91Ó°ÊÓ

Partial derivatives are a fundamental concept in multivariate calculus, crucial for understanding how a function changes with respect to each of its variables. Here, we dealt with the function \( f(x, y) = (y - x^2)(y - 3x^2) \). To find the partial derivative with respect to \( x \) (denoted \( f_x \)), we applied the product rule, which allows us to differentiate products of functions.

• The product rule states that for two functions \( u(x, y) \) and \( v(x, y) \), the derivative \( \frac{\partial}{\partial x}(uv) = u_x v + u v_x \).
• For \( f_x \), we differentiate both parts separately and get \( f_x = -2x(y-3x^2) - 3x(y-x^2) \).

Evaluating \( f_x \) at \((0,0)\) yields zero, confirming that the change in function value is initially zero in the \( x \) direction at the origin. Similarly, the partial derivative with respect to \( y \) (\( f_y \)) involves applying the product rule again:

• For the function \( f_y = (y - 3x^2) + (y - x^2) \), it simplifies by linear terms.

Evaluating at \((0,0)\) also results in zero, suggesting no immediate change in function value in the \( y \) direction. These derivatives are central to identifying and analyzing critical points.

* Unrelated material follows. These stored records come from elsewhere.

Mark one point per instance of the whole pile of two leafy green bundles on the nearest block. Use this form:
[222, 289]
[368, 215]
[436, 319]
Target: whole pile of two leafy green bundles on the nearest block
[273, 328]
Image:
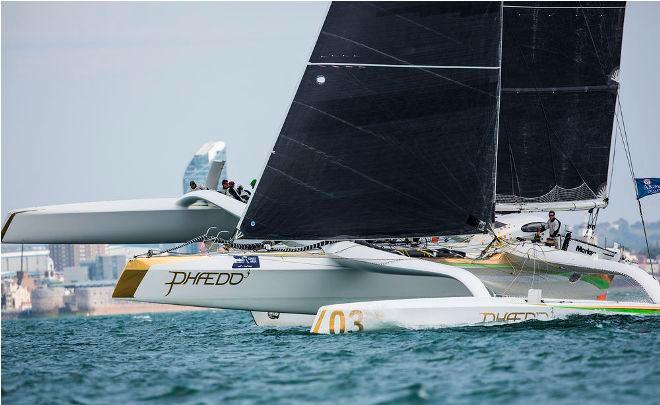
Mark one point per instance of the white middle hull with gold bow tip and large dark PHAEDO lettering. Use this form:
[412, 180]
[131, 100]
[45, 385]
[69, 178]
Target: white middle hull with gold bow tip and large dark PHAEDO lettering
[281, 283]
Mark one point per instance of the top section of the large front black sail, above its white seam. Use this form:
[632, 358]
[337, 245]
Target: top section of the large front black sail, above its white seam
[417, 33]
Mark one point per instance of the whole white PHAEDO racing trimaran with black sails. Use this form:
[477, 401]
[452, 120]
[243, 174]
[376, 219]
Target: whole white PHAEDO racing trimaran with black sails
[413, 124]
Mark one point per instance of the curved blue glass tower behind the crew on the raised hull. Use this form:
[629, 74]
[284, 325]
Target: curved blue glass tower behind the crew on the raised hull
[200, 165]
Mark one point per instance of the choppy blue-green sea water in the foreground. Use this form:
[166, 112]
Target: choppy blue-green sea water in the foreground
[222, 357]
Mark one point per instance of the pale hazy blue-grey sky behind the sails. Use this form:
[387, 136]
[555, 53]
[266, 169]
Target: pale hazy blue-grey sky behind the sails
[104, 101]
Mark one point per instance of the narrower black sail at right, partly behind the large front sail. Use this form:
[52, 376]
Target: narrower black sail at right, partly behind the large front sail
[559, 66]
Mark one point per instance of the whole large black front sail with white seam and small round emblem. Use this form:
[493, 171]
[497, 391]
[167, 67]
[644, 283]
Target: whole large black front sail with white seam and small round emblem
[392, 131]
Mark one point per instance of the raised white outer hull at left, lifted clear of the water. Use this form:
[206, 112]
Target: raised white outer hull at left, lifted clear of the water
[160, 220]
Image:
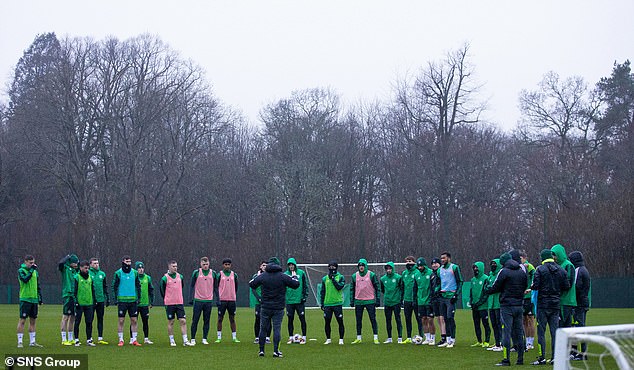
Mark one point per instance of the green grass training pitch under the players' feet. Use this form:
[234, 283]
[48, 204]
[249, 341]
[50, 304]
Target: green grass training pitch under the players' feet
[313, 355]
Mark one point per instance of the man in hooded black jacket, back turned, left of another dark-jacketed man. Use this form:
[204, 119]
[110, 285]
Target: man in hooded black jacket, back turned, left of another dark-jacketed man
[511, 284]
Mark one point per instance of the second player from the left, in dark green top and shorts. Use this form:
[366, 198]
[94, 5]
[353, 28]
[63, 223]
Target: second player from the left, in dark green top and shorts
[67, 267]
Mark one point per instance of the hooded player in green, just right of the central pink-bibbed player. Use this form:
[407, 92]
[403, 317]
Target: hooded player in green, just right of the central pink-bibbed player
[392, 289]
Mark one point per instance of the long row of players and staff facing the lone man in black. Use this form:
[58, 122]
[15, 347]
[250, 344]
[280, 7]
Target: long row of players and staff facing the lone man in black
[427, 293]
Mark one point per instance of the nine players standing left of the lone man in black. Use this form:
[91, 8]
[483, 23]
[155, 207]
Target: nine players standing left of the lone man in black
[85, 295]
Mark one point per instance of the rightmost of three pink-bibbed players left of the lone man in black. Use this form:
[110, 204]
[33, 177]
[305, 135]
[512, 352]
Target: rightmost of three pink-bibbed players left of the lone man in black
[227, 283]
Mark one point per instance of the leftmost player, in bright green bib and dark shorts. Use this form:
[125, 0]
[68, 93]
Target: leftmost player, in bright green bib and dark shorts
[30, 299]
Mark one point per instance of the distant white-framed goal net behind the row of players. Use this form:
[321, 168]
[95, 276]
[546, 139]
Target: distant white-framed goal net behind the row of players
[316, 271]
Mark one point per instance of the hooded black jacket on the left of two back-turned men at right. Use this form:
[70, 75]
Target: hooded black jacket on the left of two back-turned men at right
[511, 282]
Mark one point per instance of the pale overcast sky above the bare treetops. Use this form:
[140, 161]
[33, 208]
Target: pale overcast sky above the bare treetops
[258, 51]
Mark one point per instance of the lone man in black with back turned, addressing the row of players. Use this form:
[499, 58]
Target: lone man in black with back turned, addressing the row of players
[274, 283]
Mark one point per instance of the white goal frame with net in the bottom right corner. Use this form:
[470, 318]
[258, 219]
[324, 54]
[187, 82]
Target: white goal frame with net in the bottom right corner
[608, 346]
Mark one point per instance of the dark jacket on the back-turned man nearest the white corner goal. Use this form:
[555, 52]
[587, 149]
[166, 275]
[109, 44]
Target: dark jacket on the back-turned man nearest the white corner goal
[549, 281]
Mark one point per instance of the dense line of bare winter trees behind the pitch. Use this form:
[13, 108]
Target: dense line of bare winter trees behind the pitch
[120, 147]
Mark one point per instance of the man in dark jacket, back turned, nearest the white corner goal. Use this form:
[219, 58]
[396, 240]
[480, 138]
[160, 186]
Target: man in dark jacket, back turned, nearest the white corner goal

A local minimum refers to a point where a function takes a smaller value than any other nearby points. To establish whether a point is a local minimum, we often examine behavior in different directions.In the given function \( f(x, mx) = m^2x^2 - 4mx^3 + 3x^4 \), replacing \( y \) with \( mx \) transforms it and allows us to evaluate the function along lines through the origin. This form reveals that the lowest degree term \( m^2x^2 \) is positive, confirming \( x=0 \) is a local minimum on every line \( y=mx \).However, when substituting \( y = 2x^2 \) to check variations along the parabola, the result was \( f(x, 2x^2) = -x^4 \). The resulting negatives as \( x \) approaches zero indicate that there's actually no local minimum at the origin with respect to the full function. This discrepancy shows that examining a function using only linear paths (lines) can be misleading.

An extremum is a general term that includes both minima and maxima of functions. To establish extremum points for a function like ours, we need to determine all directions of change and where they demonstrate no increase or decrease (stationary points).

• We firstly verified that at \((0,0)\), both \( f_x \) and \( f_y \) are zero, indicating a stationary point that could be an extremum.

Next, analyzing along paths such as lines and parabolas helps to identify the nature (minimization or maximization) at these critical points. Here, **line analysis suggested a minimum**, whereas the **parabola analysis contradicted it**. Thus, care must be taken to evaluate multiple paths and consider quadratic forms when confirming extrema.

The product rule for differentiation is pivotal in handling complex functions where variables are interdependent. This rule makes it possible to differentiate functions expressed as a product of two or more terms.For our function \( f(x, y) = (y - x^2)(y - 3x^2) \), using the product rule involved:

• Finding the derivative of each part independently. For example, in finding \( f_x \), one takes the derivative of each factor while treating the other as a constant.
• Combining these results to obtain expressions like \( -2x(y-3x^2) \) and \( -3x(y-x^2) \), cumulatively forming \( f_x \).

The rule simplifies complex computations by breaking them into smaller, manageable derivatives, showing how changes in one variable affect the whole function. It's integral to the analysis of multivariable calculus functions, making it indispensable for students delving into calculus.